Sure. But first I want to warn you that these tags, while present in the 3.2 jBPM web console, are not really intended to be used outside of that application, and they will not exist in jbpm4jsf; nor will they exist in the next version of the web console. I will be providing a replacement mechanism with jbpm4jsf that will be a lot simpler (I hope) and easier to use.
The <jbpm:search> tag creates a bean that is used to track the results of a search and to configure pagination for a result set. Basically the bean contains properties that are useful to data tables, such as first row number, row count, and so forth. The "var" attribute of this tag is the name of an entry in the request-scope map into which the search bean will be stored. The "session" attribute is an EL expression which resolves to a Hibernate session.
The <jbpm:criteria> tags work with the <jbpm:search> tag to determine what is actually to be selected from the database. Each criteria tag composes a part of a Hibernate criteria query. The query is built dynamically from a combination of these tags.

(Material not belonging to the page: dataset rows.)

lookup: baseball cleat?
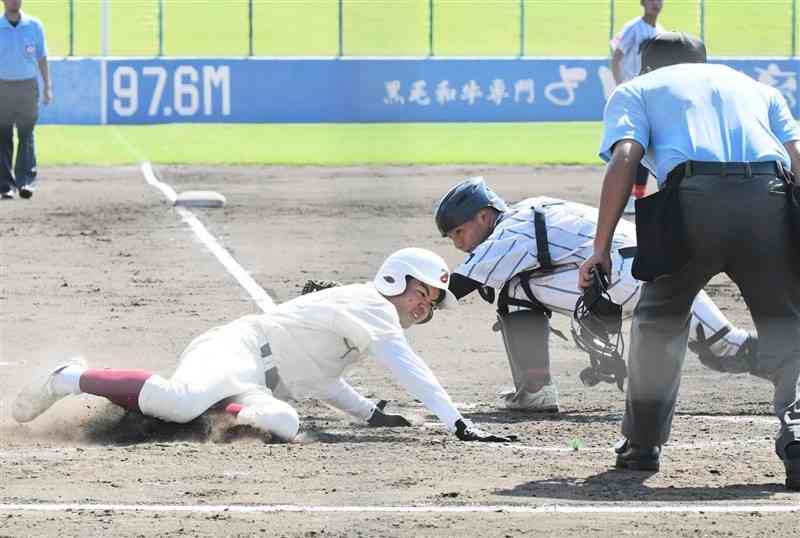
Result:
[498,383,560,413]
[622,196,636,215]
[11,357,86,424]
[614,439,661,471]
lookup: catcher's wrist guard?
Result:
[570,265,628,390]
[300,279,342,295]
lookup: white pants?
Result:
[139,325,300,440]
[509,251,748,357]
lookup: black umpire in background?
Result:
[580,32,800,490]
[0,0,53,199]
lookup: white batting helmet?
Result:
[373,247,458,308]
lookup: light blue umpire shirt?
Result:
[600,64,800,187]
[0,11,47,80]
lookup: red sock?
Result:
[78,368,153,411]
[225,404,244,417]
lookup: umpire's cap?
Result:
[434,177,508,237]
[639,32,707,75]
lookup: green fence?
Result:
[23,0,798,56]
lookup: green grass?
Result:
[36,122,601,166]
[24,0,792,56]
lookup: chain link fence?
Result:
[24,0,798,56]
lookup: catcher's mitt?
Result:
[300,279,342,295]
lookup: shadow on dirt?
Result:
[82,404,272,445]
[464,409,622,424]
[495,470,786,502]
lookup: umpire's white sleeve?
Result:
[314,377,375,420]
[370,335,461,431]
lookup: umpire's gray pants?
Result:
[622,175,800,459]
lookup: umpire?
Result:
[580,32,800,490]
[0,0,53,199]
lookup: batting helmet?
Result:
[373,247,458,318]
[434,177,508,237]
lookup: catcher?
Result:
[435,177,757,412]
[12,248,510,442]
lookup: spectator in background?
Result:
[611,0,664,215]
[0,0,53,199]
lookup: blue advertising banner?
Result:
[42,58,800,124]
[39,58,104,125]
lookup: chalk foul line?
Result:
[0,503,800,514]
[141,162,275,312]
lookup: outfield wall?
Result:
[41,58,800,125]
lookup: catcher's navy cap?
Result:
[639,32,707,75]
[434,177,508,237]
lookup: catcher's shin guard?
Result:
[496,310,551,392]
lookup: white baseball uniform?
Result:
[611,17,664,82]
[453,196,748,357]
[139,283,461,437]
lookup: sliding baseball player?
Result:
[12,248,509,442]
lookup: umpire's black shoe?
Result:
[783,441,800,491]
[614,439,661,471]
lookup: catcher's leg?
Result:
[498,310,559,413]
[689,291,757,374]
[225,387,300,442]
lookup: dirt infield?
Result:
[0,166,800,537]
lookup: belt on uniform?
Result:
[667,161,784,182]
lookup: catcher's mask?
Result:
[434,177,508,237]
[571,266,628,390]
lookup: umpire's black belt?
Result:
[667,161,783,183]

There are two ways this tag can be used. The first way is to specify a queryClass. This tag should be your outermost one. It specifies the main class that you are querying.

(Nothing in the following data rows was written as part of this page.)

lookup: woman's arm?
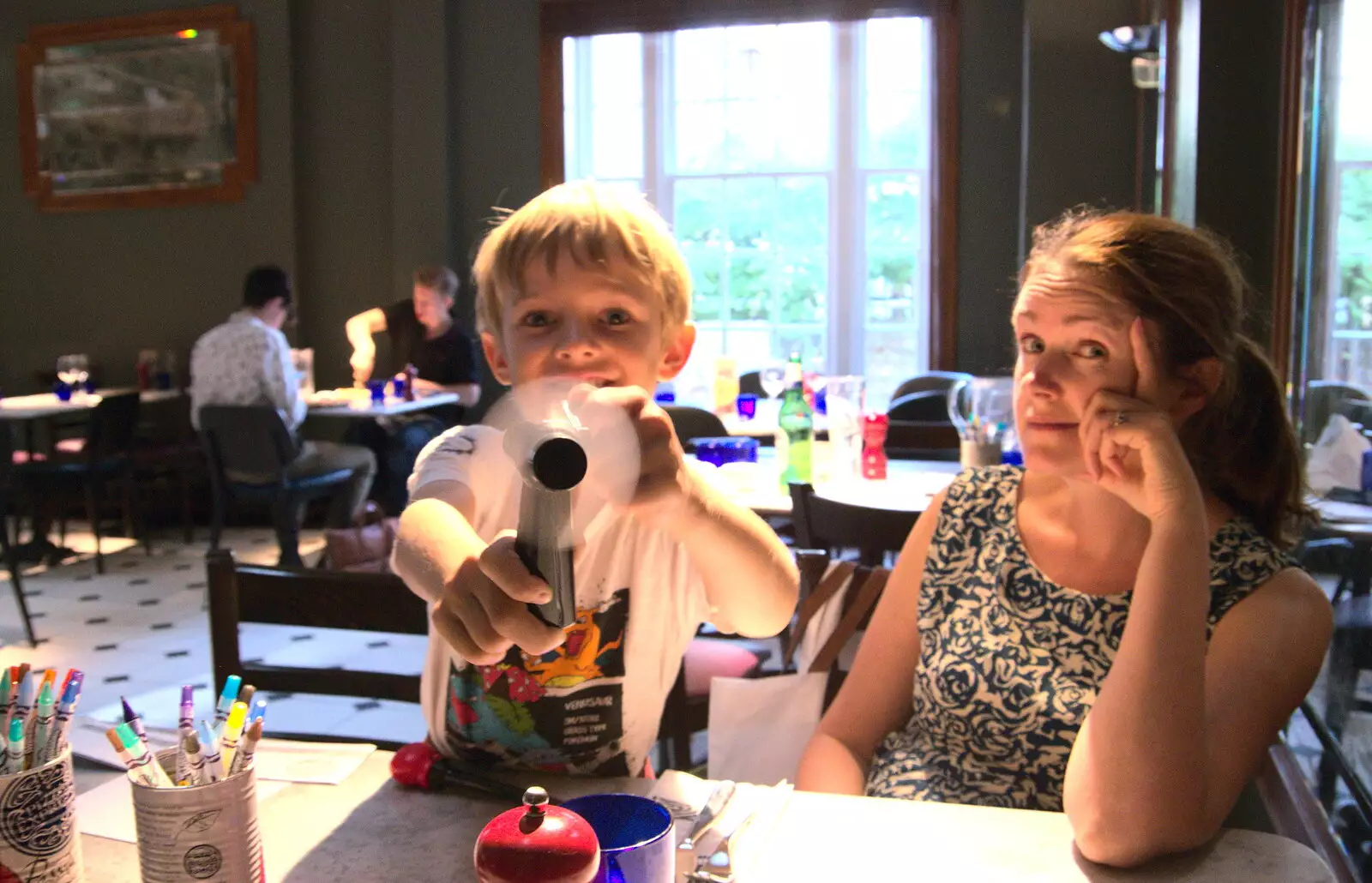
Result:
[796,492,944,794]
[1063,526,1333,865]
[343,307,386,384]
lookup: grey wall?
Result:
[0,0,295,392]
[0,0,1281,391]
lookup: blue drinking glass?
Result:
[563,794,677,883]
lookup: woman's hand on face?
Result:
[1080,318,1203,522]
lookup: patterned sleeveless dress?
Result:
[867,466,1294,810]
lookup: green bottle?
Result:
[777,380,815,491]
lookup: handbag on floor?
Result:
[708,561,889,784]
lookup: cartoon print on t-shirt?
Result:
[448,588,631,775]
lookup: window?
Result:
[561,16,935,409]
[1291,0,1372,443]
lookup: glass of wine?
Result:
[757,364,786,399]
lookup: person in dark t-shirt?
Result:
[347,267,482,405]
[347,267,482,514]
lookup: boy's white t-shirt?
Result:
[409,425,708,776]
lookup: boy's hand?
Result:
[432,532,567,665]
[574,387,695,524]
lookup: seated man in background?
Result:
[190,266,376,545]
[346,267,482,515]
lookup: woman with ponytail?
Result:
[797,213,1333,865]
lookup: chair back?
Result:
[663,405,729,451]
[890,371,972,411]
[791,481,919,567]
[206,550,428,729]
[85,392,139,465]
[201,405,299,483]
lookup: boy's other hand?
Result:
[586,387,695,524]
[432,533,567,665]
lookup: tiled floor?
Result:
[0,528,424,742]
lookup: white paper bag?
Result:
[708,562,856,784]
[1305,414,1372,496]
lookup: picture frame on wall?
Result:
[18,4,258,211]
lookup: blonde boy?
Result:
[394,183,797,776]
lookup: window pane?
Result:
[674,101,725,173]
[773,98,833,170]
[777,249,828,323]
[771,325,828,368]
[867,174,929,251]
[671,27,725,101]
[773,176,828,248]
[867,251,922,322]
[863,92,929,169]
[592,107,643,178]
[729,248,773,321]
[725,178,777,248]
[725,99,777,171]
[682,241,725,322]
[672,178,725,244]
[590,34,643,105]
[863,325,922,411]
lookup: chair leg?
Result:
[272,496,304,568]
[210,490,225,551]
[85,481,105,576]
[0,510,39,647]
[176,469,195,546]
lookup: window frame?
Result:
[539,0,958,370]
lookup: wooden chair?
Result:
[201,405,352,568]
[0,423,39,647]
[890,371,972,402]
[791,483,921,567]
[663,405,729,453]
[206,550,428,748]
[15,392,144,574]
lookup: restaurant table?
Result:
[691,442,962,517]
[77,751,1333,883]
[0,388,181,419]
[304,389,461,419]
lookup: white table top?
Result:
[77,751,1333,883]
[691,442,962,515]
[0,388,181,419]
[304,389,461,419]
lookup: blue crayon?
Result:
[197,718,226,784]
[214,675,243,737]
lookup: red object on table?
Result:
[472,787,599,883]
[862,414,890,478]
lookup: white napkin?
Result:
[1305,414,1372,496]
[649,769,793,879]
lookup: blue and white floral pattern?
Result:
[867,466,1292,810]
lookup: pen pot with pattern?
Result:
[0,748,85,883]
[133,748,266,883]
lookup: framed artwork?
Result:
[18,5,256,211]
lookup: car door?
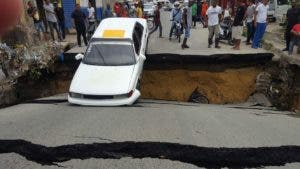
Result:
[132,22,146,84]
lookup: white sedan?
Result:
[68,18,148,106]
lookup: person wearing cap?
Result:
[282,0,300,51]
[44,0,62,41]
[169,1,182,40]
[53,1,66,39]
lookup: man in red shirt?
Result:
[201,0,208,28]
[289,22,300,55]
[150,3,162,38]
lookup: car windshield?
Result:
[277,0,289,5]
[83,42,135,66]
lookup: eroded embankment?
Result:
[141,66,262,104]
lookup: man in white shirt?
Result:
[44,0,62,41]
[246,0,256,45]
[206,0,222,48]
[252,0,269,49]
[87,2,96,40]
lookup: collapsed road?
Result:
[0,140,300,168]
[0,96,300,169]
[0,10,300,169]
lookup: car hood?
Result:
[70,63,134,95]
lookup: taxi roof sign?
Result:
[102,30,125,38]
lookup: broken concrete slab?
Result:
[248,93,272,107]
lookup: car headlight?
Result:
[69,92,82,98]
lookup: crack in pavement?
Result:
[0,140,300,168]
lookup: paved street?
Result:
[0,5,300,169]
[68,11,269,56]
[148,11,267,56]
[0,96,300,169]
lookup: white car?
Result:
[68,18,149,106]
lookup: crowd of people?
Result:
[155,0,300,55]
[27,0,300,54]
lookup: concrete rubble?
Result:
[0,23,63,107]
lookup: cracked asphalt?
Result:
[0,96,300,169]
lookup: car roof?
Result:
[92,17,147,39]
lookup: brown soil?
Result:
[141,67,261,104]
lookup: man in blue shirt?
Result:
[72,4,87,47]
[169,1,182,40]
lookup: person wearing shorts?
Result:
[181,0,193,49]
[232,0,246,50]
[206,0,222,48]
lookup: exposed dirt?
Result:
[141,67,261,104]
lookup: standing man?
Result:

The second way is to specify a property. This attribute value represents the name of the property of the immediately enclosing tag to dereference in order to query that subcriteria. This is very similar to (though quite a bit simpler and less flexible than) how the criteria API in Hibernate works.
The "var" attribute of the criteria tag contains the name of a request scope variable into which the Hibernate criteria object will be inserted.
The reason that I am not going to keep these tags is that the design creates an unnecessarily tight coupling with Hibernate, which means that these tags are not compatible with other persistence strategies. Also there are a lot of subtleties with using these tags safely and properly that I did not go in to in depth. Finally the implementation ended up being much more complex than I had originally hoped for.